US AMBASSADOR MEETS INDIA’S OPPOSITION LEADER

Category: News

460x (6)
By KATY DAIGLE
In this photo released by India’s Gujarat state government, U.S. Ambassador to India, Nancy Powell, left, receives flowers presented to her by India’s opposition Bharatiya Janata Party’s prime ministerial candidate Narendra Modi, right, as she visits him at his residence in Gandhinagar, India, Thursday, Feb. 13, 2014. Powell on Thursday met with the Gujarat chief minister for the first time since he was refused a U.S. visa over alleged complicity in deadly anti-Muslim riots in 2002. (AP Photo/Gujarat state government)
Narendra Modi

India’s opposition Bharatiya Janata Party (BJP)’s prime ministerial candidate Narendra Modi, interacts with people as he launches the ‘Discussion over tea’ campaign in Ahmadabad, India, Wednesday, Feb. 12, 2014. (AP Photo/Ajit Solanki)
Prev 1 of 2 Next

NEW DELHI (AP) — The U.S. ambassador met with India’s top Hindu nationalist politician on Thursday for the first time since he was refused a U.S. visa for failing to stop months of deadly religious rioting in his home state in 2002.

The embassy said the meeting between Ambassador Nancy Powell and Narendra Modi was part of an effort to reach out “to senior leaders of India’s major political parties in advance of the upcoming elections,” in which Modi’s Bharatiya Janata Party is threatening to unseat the scandal-plagued Congress Party.
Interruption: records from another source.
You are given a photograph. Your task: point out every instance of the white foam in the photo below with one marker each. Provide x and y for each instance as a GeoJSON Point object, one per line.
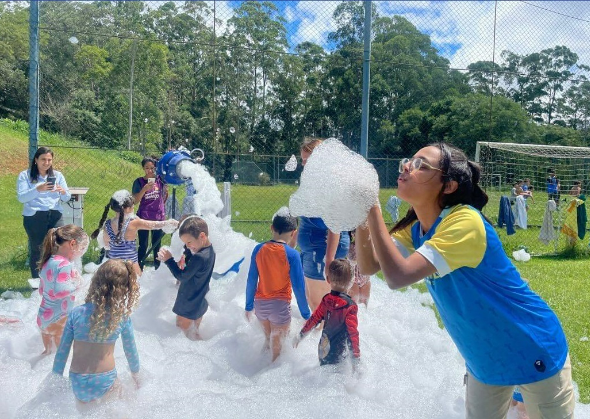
{"type": "Point", "coordinates": [410, 367]}
{"type": "Point", "coordinates": [121, 196]}
{"type": "Point", "coordinates": [207, 200]}
{"type": "Point", "coordinates": [337, 185]}
{"type": "Point", "coordinates": [282, 212]}
{"type": "Point", "coordinates": [291, 165]}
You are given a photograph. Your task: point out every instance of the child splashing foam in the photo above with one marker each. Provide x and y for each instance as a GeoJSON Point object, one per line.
{"type": "Point", "coordinates": [121, 230]}
{"type": "Point", "coordinates": [59, 280]}
{"type": "Point", "coordinates": [95, 327]}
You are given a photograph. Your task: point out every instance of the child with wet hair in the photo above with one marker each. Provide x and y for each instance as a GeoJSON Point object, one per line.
{"type": "Point", "coordinates": [339, 312]}
{"type": "Point", "coordinates": [96, 327]}
{"type": "Point", "coordinates": [275, 268]}
{"type": "Point", "coordinates": [194, 277]}
{"type": "Point", "coordinates": [121, 230]}
{"type": "Point", "coordinates": [58, 280]}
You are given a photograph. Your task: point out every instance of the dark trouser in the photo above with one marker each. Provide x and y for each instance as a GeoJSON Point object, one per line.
{"type": "Point", "coordinates": [143, 238]}
{"type": "Point", "coordinates": [37, 226]}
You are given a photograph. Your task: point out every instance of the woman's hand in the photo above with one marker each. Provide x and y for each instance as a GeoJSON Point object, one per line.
{"type": "Point", "coordinates": [45, 186]}
{"type": "Point", "coordinates": [164, 254]}
{"type": "Point", "coordinates": [58, 188]}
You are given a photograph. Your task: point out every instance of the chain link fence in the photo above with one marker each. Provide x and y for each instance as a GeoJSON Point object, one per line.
{"type": "Point", "coordinates": [247, 81]}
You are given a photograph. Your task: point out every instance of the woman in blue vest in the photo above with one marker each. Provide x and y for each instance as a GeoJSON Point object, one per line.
{"type": "Point", "coordinates": [318, 245]}
{"type": "Point", "coordinates": [506, 333]}
{"type": "Point", "coordinates": [41, 190]}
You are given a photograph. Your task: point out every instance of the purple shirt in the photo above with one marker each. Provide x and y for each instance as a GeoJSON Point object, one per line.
{"type": "Point", "coordinates": [151, 206]}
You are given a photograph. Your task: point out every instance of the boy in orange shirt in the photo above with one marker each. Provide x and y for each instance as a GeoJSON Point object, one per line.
{"type": "Point", "coordinates": [274, 269]}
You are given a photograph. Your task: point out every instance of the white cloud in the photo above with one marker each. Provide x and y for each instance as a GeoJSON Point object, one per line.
{"type": "Point", "coordinates": [316, 21]}
{"type": "Point", "coordinates": [521, 27]}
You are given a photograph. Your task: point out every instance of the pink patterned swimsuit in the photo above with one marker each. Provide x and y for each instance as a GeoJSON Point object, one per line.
{"type": "Point", "coordinates": [59, 280]}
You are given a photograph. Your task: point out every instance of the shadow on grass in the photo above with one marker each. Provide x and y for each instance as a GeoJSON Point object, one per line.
{"type": "Point", "coordinates": [15, 273]}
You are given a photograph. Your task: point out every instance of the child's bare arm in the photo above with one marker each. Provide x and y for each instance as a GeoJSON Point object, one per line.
{"type": "Point", "coordinates": [168, 226]}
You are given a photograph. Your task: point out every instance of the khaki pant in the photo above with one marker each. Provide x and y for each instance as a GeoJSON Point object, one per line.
{"type": "Point", "coordinates": [552, 398]}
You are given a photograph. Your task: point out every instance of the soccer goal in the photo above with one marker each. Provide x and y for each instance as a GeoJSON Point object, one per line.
{"type": "Point", "coordinates": [560, 173]}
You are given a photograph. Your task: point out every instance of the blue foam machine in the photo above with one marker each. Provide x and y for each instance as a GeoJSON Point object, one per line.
{"type": "Point", "coordinates": [169, 165]}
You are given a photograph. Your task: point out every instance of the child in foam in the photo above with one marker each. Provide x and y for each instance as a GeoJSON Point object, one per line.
{"type": "Point", "coordinates": [151, 193]}
{"type": "Point", "coordinates": [194, 277]}
{"type": "Point", "coordinates": [274, 269]}
{"type": "Point", "coordinates": [59, 280]}
{"type": "Point", "coordinates": [121, 230]}
{"type": "Point", "coordinates": [506, 333]}
{"type": "Point", "coordinates": [95, 327]}
{"type": "Point", "coordinates": [339, 312]}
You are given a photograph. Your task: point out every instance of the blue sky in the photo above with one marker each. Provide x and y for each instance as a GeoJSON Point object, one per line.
{"type": "Point", "coordinates": [462, 31]}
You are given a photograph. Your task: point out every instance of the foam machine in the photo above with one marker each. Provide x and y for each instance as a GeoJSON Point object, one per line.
{"type": "Point", "coordinates": [169, 168]}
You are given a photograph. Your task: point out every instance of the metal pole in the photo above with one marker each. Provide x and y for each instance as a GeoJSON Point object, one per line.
{"type": "Point", "coordinates": [33, 78]}
{"type": "Point", "coordinates": [366, 81]}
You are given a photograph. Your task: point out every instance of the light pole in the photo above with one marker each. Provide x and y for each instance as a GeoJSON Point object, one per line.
{"type": "Point", "coordinates": [170, 125]}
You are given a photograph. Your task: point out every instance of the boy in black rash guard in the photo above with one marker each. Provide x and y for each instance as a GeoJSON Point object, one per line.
{"type": "Point", "coordinates": [191, 305]}
{"type": "Point", "coordinates": [339, 312]}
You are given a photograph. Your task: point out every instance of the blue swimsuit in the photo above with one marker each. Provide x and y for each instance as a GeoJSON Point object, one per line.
{"type": "Point", "coordinates": [121, 248]}
{"type": "Point", "coordinates": [89, 387]}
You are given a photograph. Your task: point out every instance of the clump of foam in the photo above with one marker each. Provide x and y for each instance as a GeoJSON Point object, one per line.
{"type": "Point", "coordinates": [282, 212]}
{"type": "Point", "coordinates": [121, 196]}
{"type": "Point", "coordinates": [337, 185]}
{"type": "Point", "coordinates": [207, 200]}
{"type": "Point", "coordinates": [291, 165]}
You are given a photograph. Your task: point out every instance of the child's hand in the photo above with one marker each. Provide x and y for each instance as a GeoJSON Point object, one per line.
{"type": "Point", "coordinates": [164, 254]}
{"type": "Point", "coordinates": [182, 262]}
{"type": "Point", "coordinates": [137, 379]}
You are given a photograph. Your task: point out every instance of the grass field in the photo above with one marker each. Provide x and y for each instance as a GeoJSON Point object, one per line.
{"type": "Point", "coordinates": [560, 281]}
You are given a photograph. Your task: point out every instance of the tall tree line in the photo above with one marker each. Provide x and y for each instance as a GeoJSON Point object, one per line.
{"type": "Point", "coordinates": [114, 72]}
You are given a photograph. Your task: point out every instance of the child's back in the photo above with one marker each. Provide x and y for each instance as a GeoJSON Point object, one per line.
{"type": "Point", "coordinates": [194, 283]}
{"type": "Point", "coordinates": [339, 313]}
{"type": "Point", "coordinates": [275, 269]}
{"type": "Point", "coordinates": [340, 335]}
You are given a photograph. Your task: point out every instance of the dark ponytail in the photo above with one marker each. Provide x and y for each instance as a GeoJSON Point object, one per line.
{"type": "Point", "coordinates": [456, 166]}
{"type": "Point", "coordinates": [55, 237]}
{"type": "Point", "coordinates": [118, 205]}
{"type": "Point", "coordinates": [96, 232]}
{"type": "Point", "coordinates": [406, 221]}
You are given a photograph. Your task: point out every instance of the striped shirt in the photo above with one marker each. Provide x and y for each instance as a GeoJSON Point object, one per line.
{"type": "Point", "coordinates": [121, 248]}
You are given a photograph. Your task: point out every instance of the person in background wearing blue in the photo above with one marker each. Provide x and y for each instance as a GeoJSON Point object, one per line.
{"type": "Point", "coordinates": [506, 333]}
{"type": "Point", "coordinates": [553, 186]}
{"type": "Point", "coordinates": [319, 246]}
{"type": "Point", "coordinates": [42, 190]}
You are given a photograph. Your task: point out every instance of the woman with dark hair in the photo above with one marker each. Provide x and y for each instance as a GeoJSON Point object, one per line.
{"type": "Point", "coordinates": [42, 190]}
{"type": "Point", "coordinates": [506, 333]}
{"type": "Point", "coordinates": [151, 193]}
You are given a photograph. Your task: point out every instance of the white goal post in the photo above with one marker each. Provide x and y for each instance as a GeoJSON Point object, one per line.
{"type": "Point", "coordinates": [505, 164]}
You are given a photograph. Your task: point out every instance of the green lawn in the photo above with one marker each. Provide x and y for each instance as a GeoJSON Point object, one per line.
{"type": "Point", "coordinates": [561, 282]}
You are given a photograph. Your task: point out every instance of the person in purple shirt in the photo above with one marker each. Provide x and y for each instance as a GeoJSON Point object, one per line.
{"type": "Point", "coordinates": [151, 193]}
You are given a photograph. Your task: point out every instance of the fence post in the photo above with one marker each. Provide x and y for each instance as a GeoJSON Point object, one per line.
{"type": "Point", "coordinates": [226, 200]}
{"type": "Point", "coordinates": [33, 78]}
{"type": "Point", "coordinates": [366, 81]}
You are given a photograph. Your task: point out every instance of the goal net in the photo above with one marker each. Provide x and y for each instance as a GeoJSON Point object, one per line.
{"type": "Point", "coordinates": [560, 173]}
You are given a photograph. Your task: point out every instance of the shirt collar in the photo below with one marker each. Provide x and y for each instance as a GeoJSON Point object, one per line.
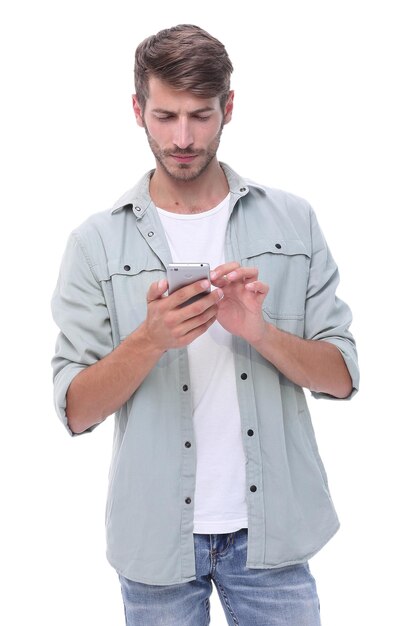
{"type": "Point", "coordinates": [138, 198]}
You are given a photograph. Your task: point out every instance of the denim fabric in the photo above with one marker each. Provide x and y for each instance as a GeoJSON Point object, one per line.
{"type": "Point", "coordinates": [250, 597]}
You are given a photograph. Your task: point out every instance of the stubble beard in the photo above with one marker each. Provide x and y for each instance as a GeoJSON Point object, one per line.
{"type": "Point", "coordinates": [185, 171]}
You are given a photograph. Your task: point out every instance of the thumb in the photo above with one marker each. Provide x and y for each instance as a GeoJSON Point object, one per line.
{"type": "Point", "coordinates": [156, 290]}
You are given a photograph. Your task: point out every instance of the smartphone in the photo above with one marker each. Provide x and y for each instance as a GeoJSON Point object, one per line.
{"type": "Point", "coordinates": [182, 274]}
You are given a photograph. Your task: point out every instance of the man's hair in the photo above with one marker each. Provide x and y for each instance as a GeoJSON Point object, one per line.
{"type": "Point", "coordinates": [187, 58]}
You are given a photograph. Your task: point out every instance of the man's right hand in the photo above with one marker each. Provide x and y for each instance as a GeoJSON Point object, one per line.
{"type": "Point", "coordinates": [169, 324]}
{"type": "Point", "coordinates": [102, 388]}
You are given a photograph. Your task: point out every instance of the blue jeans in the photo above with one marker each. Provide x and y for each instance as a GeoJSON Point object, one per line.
{"type": "Point", "coordinates": [285, 596]}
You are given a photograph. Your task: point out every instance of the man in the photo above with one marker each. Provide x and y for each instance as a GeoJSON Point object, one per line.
{"type": "Point", "coordinates": [215, 473]}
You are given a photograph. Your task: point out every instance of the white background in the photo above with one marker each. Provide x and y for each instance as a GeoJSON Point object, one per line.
{"type": "Point", "coordinates": [315, 114]}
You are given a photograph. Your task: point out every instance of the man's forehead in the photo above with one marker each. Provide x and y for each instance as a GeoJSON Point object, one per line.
{"type": "Point", "coordinates": [163, 96]}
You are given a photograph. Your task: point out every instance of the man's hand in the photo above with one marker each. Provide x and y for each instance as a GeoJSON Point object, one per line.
{"type": "Point", "coordinates": [169, 324]}
{"type": "Point", "coordinates": [240, 311]}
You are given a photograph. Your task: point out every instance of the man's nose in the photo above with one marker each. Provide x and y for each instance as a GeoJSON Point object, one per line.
{"type": "Point", "coordinates": [183, 135]}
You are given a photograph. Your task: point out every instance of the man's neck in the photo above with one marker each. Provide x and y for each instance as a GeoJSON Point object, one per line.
{"type": "Point", "coordinates": [195, 196]}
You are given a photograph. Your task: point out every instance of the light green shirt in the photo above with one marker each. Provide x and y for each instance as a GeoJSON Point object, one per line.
{"type": "Point", "coordinates": [100, 298]}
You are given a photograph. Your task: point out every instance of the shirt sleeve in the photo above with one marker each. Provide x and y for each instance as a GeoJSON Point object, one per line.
{"type": "Point", "coordinates": [327, 318]}
{"type": "Point", "coordinates": [80, 312]}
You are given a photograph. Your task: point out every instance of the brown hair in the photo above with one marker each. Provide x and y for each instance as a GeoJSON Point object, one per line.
{"type": "Point", "coordinates": [187, 58]}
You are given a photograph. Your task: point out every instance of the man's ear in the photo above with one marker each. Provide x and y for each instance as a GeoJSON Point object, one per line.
{"type": "Point", "coordinates": [229, 105]}
{"type": "Point", "coordinates": [139, 117]}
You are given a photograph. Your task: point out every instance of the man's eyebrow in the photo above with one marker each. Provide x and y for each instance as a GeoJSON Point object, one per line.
{"type": "Point", "coordinates": [206, 109]}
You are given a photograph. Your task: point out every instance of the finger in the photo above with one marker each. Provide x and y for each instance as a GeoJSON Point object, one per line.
{"type": "Point", "coordinates": [242, 274]}
{"type": "Point", "coordinates": [223, 269]}
{"type": "Point", "coordinates": [180, 296]}
{"type": "Point", "coordinates": [257, 287]}
{"type": "Point", "coordinates": [156, 290]}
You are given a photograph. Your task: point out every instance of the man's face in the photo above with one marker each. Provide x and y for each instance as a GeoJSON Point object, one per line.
{"type": "Point", "coordinates": [183, 130]}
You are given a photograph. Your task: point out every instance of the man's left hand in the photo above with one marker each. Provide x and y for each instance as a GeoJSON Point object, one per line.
{"type": "Point", "coordinates": [240, 310]}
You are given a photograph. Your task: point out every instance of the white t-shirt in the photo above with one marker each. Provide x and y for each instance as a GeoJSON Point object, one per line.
{"type": "Point", "coordinates": [220, 502]}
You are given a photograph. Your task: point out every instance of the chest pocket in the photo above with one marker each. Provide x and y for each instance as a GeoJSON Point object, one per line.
{"type": "Point", "coordinates": [130, 279]}
{"type": "Point", "coordinates": [284, 266]}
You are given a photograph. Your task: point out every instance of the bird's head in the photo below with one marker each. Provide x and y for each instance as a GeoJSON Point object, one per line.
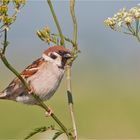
{"type": "Point", "coordinates": [57, 55]}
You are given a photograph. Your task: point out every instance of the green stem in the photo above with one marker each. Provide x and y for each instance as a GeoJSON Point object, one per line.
{"type": "Point", "coordinates": [72, 4]}
{"type": "Point", "coordinates": [137, 26]}
{"type": "Point", "coordinates": [62, 42]}
{"type": "Point", "coordinates": [5, 43]}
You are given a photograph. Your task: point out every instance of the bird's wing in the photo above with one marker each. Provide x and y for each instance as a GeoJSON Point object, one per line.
{"type": "Point", "coordinates": [16, 87]}
{"type": "Point", "coordinates": [32, 69]}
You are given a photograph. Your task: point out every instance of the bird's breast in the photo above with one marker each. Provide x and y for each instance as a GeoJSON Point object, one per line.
{"type": "Point", "coordinates": [46, 81]}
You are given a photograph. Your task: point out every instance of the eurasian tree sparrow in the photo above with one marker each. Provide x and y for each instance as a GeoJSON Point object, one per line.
{"type": "Point", "coordinates": [43, 75]}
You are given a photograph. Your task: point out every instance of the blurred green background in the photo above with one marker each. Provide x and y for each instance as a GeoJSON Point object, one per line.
{"type": "Point", "coordinates": [105, 77]}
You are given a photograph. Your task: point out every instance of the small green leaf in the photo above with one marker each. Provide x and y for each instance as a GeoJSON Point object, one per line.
{"type": "Point", "coordinates": [57, 134]}
{"type": "Point", "coordinates": [39, 130]}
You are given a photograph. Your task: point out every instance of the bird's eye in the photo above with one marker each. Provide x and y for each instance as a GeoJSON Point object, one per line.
{"type": "Point", "coordinates": [53, 56]}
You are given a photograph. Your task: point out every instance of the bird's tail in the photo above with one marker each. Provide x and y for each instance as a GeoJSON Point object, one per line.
{"type": "Point", "coordinates": [3, 95]}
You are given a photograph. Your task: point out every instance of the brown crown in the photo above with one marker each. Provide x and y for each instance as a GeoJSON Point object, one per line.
{"type": "Point", "coordinates": [56, 49]}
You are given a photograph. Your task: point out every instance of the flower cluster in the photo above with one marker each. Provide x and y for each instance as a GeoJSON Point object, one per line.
{"type": "Point", "coordinates": [125, 20]}
{"type": "Point", "coordinates": [5, 18]}
{"type": "Point", "coordinates": [45, 35]}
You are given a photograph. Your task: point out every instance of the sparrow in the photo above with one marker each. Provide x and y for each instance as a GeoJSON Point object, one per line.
{"type": "Point", "coordinates": [43, 76]}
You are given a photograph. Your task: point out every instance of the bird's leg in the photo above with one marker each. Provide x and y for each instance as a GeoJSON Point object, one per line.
{"type": "Point", "coordinates": [31, 88]}
{"type": "Point", "coordinates": [49, 112]}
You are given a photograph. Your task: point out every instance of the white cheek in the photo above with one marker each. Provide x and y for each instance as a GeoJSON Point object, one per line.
{"type": "Point", "coordinates": [58, 61]}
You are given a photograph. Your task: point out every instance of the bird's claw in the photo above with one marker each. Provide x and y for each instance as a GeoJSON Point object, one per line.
{"type": "Point", "coordinates": [49, 113]}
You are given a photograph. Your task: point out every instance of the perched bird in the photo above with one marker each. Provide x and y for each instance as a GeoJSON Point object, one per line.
{"type": "Point", "coordinates": [43, 76]}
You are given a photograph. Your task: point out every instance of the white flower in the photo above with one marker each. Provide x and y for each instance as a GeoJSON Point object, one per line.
{"type": "Point", "coordinates": [128, 20]}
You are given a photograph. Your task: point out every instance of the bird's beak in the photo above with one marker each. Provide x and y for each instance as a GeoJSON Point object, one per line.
{"type": "Point", "coordinates": [67, 56]}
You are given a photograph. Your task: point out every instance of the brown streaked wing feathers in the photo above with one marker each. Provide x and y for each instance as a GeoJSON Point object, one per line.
{"type": "Point", "coordinates": [33, 68]}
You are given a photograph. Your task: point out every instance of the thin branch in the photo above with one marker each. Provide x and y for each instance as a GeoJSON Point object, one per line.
{"type": "Point", "coordinates": [70, 99]}
{"type": "Point", "coordinates": [5, 43]}
{"type": "Point", "coordinates": [72, 5]}
{"type": "Point", "coordinates": [68, 69]}
{"type": "Point", "coordinates": [57, 23]}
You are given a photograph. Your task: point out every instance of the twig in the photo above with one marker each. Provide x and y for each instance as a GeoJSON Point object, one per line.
{"type": "Point", "coordinates": [5, 43]}
{"type": "Point", "coordinates": [57, 23]}
{"type": "Point", "coordinates": [68, 69]}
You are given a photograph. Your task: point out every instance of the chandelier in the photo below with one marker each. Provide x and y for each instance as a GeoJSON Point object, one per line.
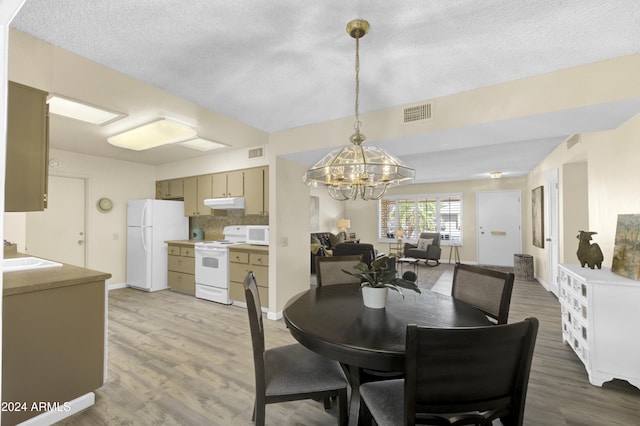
{"type": "Point", "coordinates": [357, 170]}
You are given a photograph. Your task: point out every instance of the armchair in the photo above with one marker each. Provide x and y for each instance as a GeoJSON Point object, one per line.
{"type": "Point", "coordinates": [431, 251]}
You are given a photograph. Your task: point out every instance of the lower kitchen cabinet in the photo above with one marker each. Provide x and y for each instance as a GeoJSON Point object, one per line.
{"type": "Point", "coordinates": [245, 258]}
{"type": "Point", "coordinates": [182, 269]}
Relations between the U.S. and India have been strained recently by trade disputes as well as the December arrest and strip-search of an Indian diplomat in New York.

Powell and Modi focused their meeting in Gandhinagar, the capital of Modi’s home state of Gujarat, on regional security issues, human rights and trade,” the embassy said in a statement.

“The United States and India are moving forward with a strategic partnership that is broad and deep,” the embassy said.

TV stations broadcast silent images from the meeting — showing a smiling Modi offering Powell a bouquet of yellow and red roses, as well as the two of them sitting at a table.

Foreign Minister Salman Khurshid dismissed the meeting as a routine diplomatic affair, but he criticized Modi’s general silence over the riots, saying that “someone seeking high office, during whose watch these things happened, I think owes one word of explanation, if not an apology.”

Modi is credited with turning his state into an industrial haven, but critics have questioned whether he can be a truly secular leader in a multicultural nation.

He was denied a U.S. visa in 2005 for alleged complicity in the riots in Gujarat, where he’s served as the top elected official since 2001. More than 1,000 people died in the violence, mostly Muslims.

Modi has denied any wrongdoing and was never charged with a crime. But critics say he did little to stop the three months of rioting.

While no U.S. ambassadors have met with Modi since he became Gujarat’s chief minister in 2001, lower level U.S. diplomats have.

State Department spokeswoman Jen Psaki said Tuesday that U.S. visa policy had not changed, but she declined to speak to the specifics of Modi’s case.